Mass working from home and furlough must not last forever

Statistics on the economy are, to most people, just a remote and abstract jumble of numbers – right until the moment they are the one to have lost their job.

It happened to my father in the 1980s and it is happening to hundreds of thousands of people right now.

Yet there seems to be a collective failure to grasp the threat to our way of life. We need to face two facts immediately.

Emergency measure: Working from home is not a bread-baking, middle-class nirvana that can continue forever

The first is that mass working from home is an emergency measure that needs to end as quickly as possible.

It is not a bread-baking, middle-class nirvana that can continue forever. Just ask the staff at WH Smith, who have lost their livelihoods because the commuters who kept their shops in stations busy are now cocooned with their laptops at home.

The second is that extending the furlough, which has created a false sense of security, is throwing good taxpayer money after bad. Many jobs being lost in hospitality and on the High Street are not coming back.

So where does that leave us?

Rebuilding the economy will need creative thinking and what Nigel Wilson, the chief executive of Legal & General, calls ‘inclusive capitalism’. 

In practical terms, he is putting his money where his mouth is by investing in projects that will directly benefit local communities and, he hopes, deliver a good return to pension savers.

If it works, it is a win-win formula. It is certainly a departure from the kind of debt-driven vulture capitalism that has scarred too much of the British High Street, and landed companies such as Debenhams and the AA in deep trouble.
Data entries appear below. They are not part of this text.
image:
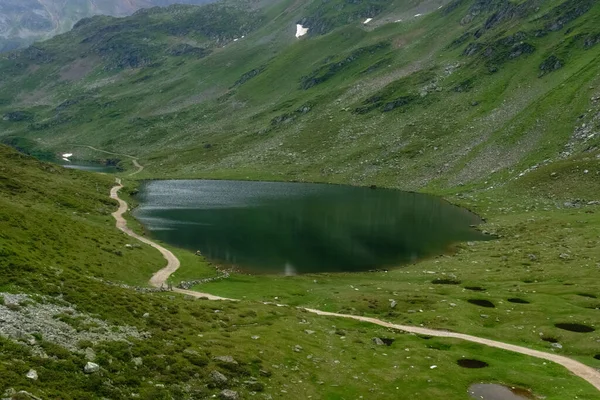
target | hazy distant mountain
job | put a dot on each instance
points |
(24, 21)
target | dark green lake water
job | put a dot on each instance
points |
(269, 227)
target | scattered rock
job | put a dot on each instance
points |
(218, 378)
(91, 368)
(90, 355)
(225, 360)
(32, 374)
(229, 395)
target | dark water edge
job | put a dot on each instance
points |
(274, 227)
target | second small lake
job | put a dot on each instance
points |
(271, 227)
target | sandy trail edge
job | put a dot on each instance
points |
(581, 370)
(160, 277)
(133, 159)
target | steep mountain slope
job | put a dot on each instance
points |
(59, 253)
(24, 21)
(474, 89)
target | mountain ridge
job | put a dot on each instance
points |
(23, 22)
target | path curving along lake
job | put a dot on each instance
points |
(289, 228)
(581, 370)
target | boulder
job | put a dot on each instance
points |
(225, 359)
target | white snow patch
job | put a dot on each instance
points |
(300, 30)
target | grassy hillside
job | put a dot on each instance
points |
(24, 21)
(60, 251)
(494, 104)
(469, 91)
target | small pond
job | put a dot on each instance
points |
(269, 227)
(491, 391)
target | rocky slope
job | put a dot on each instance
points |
(427, 94)
(25, 21)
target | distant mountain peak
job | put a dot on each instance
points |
(24, 21)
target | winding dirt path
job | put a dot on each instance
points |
(133, 159)
(159, 279)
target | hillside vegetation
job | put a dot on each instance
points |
(471, 91)
(24, 21)
(494, 104)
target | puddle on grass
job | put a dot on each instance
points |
(470, 363)
(475, 288)
(579, 328)
(517, 301)
(492, 391)
(482, 303)
(550, 339)
(445, 282)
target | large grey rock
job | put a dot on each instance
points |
(90, 355)
(91, 367)
(229, 395)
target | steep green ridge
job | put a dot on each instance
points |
(495, 104)
(59, 251)
(24, 21)
(472, 90)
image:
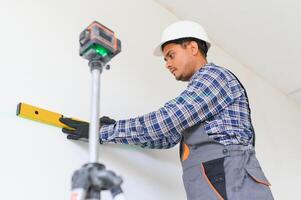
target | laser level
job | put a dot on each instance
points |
(98, 45)
(98, 42)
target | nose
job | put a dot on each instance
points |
(168, 65)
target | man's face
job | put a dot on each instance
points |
(179, 61)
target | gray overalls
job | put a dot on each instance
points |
(214, 171)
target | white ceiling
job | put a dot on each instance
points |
(262, 35)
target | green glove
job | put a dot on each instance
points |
(81, 129)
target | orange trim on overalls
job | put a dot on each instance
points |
(186, 152)
(210, 184)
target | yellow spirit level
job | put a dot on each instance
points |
(41, 115)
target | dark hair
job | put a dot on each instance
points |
(201, 44)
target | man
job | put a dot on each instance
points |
(211, 118)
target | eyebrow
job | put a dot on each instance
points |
(169, 51)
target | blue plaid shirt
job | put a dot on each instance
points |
(213, 97)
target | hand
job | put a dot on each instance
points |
(81, 129)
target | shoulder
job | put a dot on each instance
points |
(211, 72)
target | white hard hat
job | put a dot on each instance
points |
(182, 29)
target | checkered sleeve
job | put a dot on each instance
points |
(206, 95)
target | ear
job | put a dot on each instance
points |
(194, 48)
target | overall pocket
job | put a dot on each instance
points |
(205, 181)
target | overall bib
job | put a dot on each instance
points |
(213, 171)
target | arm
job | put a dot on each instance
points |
(206, 95)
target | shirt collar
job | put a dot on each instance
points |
(201, 69)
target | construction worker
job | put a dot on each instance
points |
(210, 118)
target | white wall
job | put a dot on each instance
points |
(40, 65)
(276, 120)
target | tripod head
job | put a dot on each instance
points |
(98, 42)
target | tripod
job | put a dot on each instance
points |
(92, 178)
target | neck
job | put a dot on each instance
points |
(200, 63)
Traditional shopping streets, where landlords charge high and escalating rents, need to change their practices so that new tenants, including small independent shops and start-ups can move in.
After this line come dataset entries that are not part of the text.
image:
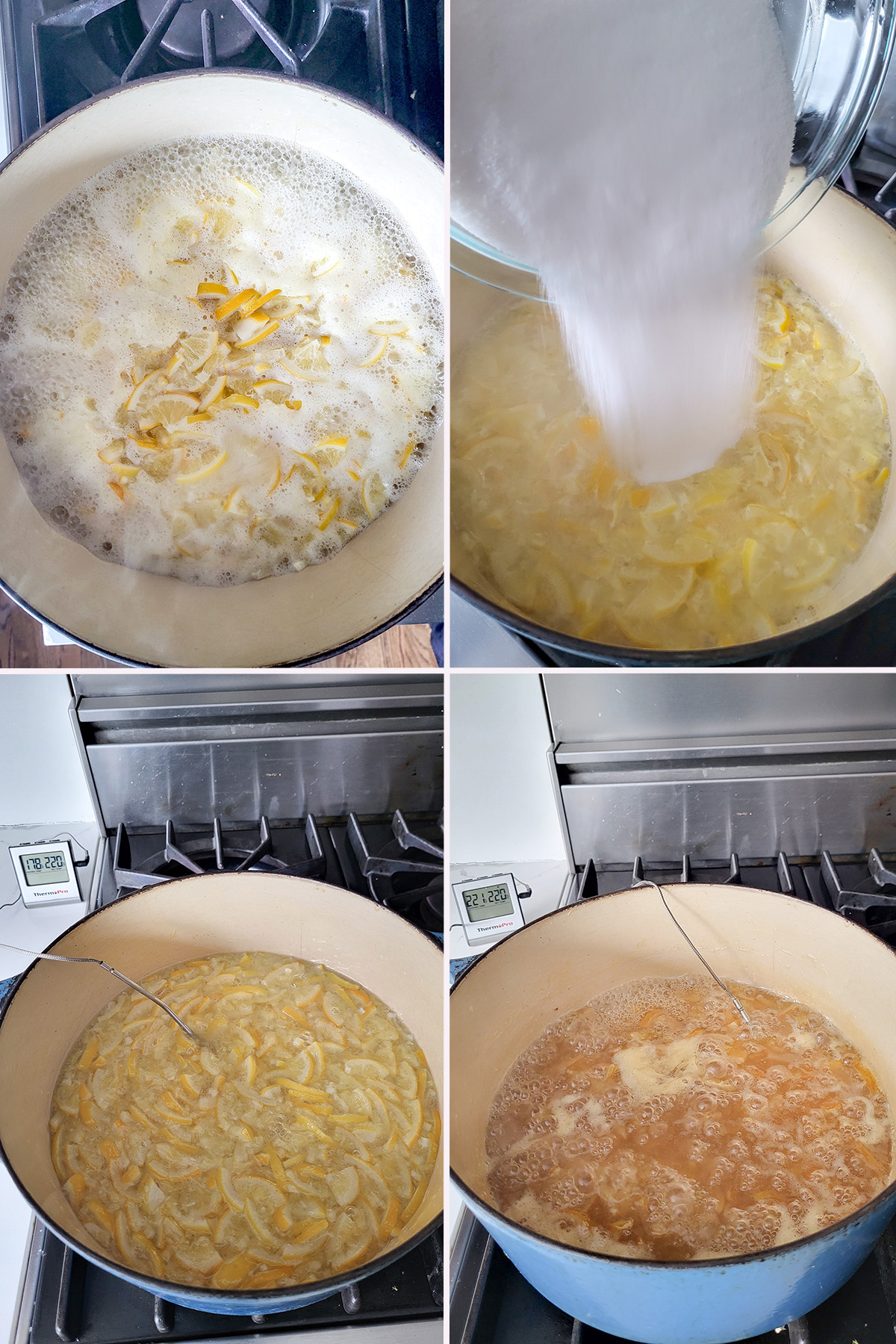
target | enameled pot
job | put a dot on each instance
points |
(158, 620)
(156, 927)
(566, 959)
(844, 255)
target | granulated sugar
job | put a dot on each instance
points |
(632, 154)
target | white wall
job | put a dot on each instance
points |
(503, 806)
(40, 772)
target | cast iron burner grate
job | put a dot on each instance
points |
(80, 1304)
(494, 1304)
(386, 53)
(198, 856)
(406, 874)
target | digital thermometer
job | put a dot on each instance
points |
(489, 907)
(46, 873)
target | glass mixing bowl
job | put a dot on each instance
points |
(837, 54)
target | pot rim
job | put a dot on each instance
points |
(719, 1261)
(220, 73)
(226, 74)
(300, 663)
(160, 1287)
(633, 656)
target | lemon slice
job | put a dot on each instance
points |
(287, 305)
(309, 472)
(260, 335)
(393, 329)
(240, 401)
(141, 389)
(332, 508)
(213, 394)
(208, 463)
(198, 349)
(308, 361)
(260, 302)
(175, 408)
(771, 359)
(378, 352)
(323, 267)
(235, 302)
(329, 453)
(374, 495)
(682, 550)
(664, 594)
As John Lewis has realised, some stores could be turned into offices or affordable homes. 

This is happening close to my home in London, where L&G has embarked on a £500million rental home development on the site of a B&Q and a Homebase store.
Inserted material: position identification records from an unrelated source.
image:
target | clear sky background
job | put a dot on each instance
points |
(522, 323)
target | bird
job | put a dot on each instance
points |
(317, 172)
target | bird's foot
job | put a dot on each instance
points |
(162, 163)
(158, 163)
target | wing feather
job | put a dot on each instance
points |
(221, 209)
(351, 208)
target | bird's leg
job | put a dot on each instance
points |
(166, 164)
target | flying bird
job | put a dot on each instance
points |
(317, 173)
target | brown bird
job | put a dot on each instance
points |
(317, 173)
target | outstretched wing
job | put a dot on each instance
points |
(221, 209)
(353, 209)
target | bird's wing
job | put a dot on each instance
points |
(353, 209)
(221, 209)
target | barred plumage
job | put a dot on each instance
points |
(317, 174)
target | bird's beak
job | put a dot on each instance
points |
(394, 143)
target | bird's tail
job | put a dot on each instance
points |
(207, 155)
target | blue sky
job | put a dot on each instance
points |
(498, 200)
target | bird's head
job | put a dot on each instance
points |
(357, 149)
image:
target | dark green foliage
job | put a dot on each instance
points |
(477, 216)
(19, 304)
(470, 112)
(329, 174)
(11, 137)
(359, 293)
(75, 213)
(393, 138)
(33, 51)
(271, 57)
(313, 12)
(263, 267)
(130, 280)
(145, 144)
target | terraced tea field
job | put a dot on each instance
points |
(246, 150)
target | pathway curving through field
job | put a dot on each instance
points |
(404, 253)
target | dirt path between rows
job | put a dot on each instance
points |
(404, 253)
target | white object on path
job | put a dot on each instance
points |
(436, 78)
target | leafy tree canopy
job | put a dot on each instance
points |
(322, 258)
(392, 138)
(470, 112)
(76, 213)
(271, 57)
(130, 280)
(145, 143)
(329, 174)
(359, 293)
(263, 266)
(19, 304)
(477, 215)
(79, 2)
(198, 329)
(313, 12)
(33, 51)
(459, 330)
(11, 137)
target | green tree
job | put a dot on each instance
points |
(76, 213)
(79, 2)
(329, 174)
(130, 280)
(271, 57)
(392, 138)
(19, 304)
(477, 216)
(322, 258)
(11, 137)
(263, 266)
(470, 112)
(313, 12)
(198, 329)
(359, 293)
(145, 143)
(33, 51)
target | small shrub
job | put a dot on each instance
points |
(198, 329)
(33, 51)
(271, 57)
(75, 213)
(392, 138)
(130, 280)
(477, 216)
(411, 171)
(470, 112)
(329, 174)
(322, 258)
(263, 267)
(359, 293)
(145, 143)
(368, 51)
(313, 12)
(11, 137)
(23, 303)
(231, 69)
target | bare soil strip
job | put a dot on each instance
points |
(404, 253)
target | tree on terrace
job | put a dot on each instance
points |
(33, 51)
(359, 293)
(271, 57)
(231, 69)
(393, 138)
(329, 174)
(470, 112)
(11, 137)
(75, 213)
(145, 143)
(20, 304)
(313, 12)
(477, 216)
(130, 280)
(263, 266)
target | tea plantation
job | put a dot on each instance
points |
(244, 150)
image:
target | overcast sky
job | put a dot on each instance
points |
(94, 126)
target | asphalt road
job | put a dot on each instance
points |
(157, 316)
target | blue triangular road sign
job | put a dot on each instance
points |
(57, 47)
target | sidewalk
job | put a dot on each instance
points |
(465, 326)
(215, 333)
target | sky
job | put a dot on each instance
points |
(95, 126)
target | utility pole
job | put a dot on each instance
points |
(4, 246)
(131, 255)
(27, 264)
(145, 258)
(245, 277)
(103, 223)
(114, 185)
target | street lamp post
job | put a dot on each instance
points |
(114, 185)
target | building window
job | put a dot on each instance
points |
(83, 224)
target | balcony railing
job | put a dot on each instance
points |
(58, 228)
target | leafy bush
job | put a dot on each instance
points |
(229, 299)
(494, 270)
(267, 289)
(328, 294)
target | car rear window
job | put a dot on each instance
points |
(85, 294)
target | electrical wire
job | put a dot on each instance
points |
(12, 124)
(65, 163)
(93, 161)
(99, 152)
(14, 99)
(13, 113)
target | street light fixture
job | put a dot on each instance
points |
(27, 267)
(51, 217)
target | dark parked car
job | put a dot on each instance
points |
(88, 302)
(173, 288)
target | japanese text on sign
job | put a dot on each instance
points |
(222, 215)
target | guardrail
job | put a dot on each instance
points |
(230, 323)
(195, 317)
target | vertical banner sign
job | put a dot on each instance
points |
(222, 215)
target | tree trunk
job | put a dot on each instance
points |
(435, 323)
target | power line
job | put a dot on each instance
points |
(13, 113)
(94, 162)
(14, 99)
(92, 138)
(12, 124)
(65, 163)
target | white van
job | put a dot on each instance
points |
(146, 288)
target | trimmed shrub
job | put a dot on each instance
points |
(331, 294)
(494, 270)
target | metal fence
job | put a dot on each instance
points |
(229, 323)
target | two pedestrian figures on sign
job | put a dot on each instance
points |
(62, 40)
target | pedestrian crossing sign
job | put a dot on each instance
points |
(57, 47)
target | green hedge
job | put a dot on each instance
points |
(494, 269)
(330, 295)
L&G is also ploughing £100million into a project to regenerate the former Vaux Brewery site in Sunderland and providing finance to develop a major studio for Sky. These could deliver up to 5,000 jobs. 

There are many areas in which the UK could excel with the backing of patient investment, from green tech to gene therapy.

The way to come back from this pandemic is not to cower at home, rely on Rishi, or to stand by as prowling venture capitalists buy more companies at bargain prices.

Why is it left to an insurance company to make the case for inclusive capitalism, when the Government should be shouting it from the rooftops?

Detecting hope

News on the economic front is often so grim that colleagues have nicknamed me The Angel of Doom.

But might it turn out not to be so bad after all? Martin Beck, of Oxford Economics, thinks the Cassandras might be overdoing it a touch. He suspects his peers fail to appreciate how adaptable and resourceful we Brits are – those of us who have taken the reality pills, at any rate.

He draws a parallel with the three-day week in 1974, when companies’ energy use was curbed, there were power cuts, most pubs were closed, and non-essential travel was discouraged.

I’m too young to know, but he says around 1.5m people were laid off and national income suffered the biggest fall ever, until this year.

Armageddon was confidently predicted, but did not materialise: the rebound was far stronger than most experts expected.

This unhappy episode is not an exact parallel with now. The remainder of the 1970s was hardly an economic success story but it is still thought-provoking.

I’m favourably disposed towards the Oxford economist for the admittedly whimsical reason that he shares a name with Martin Beck, protagonist of ten Scandi noir crime novels and countless radio, TV and film adaptations. 

Here’s hoping his instincts are as sound as the fictional detective’s.

Good bet

The Daily Mail has led the way in exposing the gambling industry’s faults, from lavish pay to executives to basing themselves in tax-efficient havens like Gibraltar.

William Hill, though, has done the right thing by promising to repay £24.5million of furlough cash to taxpayers, and set an example to others. Credit where it’s due.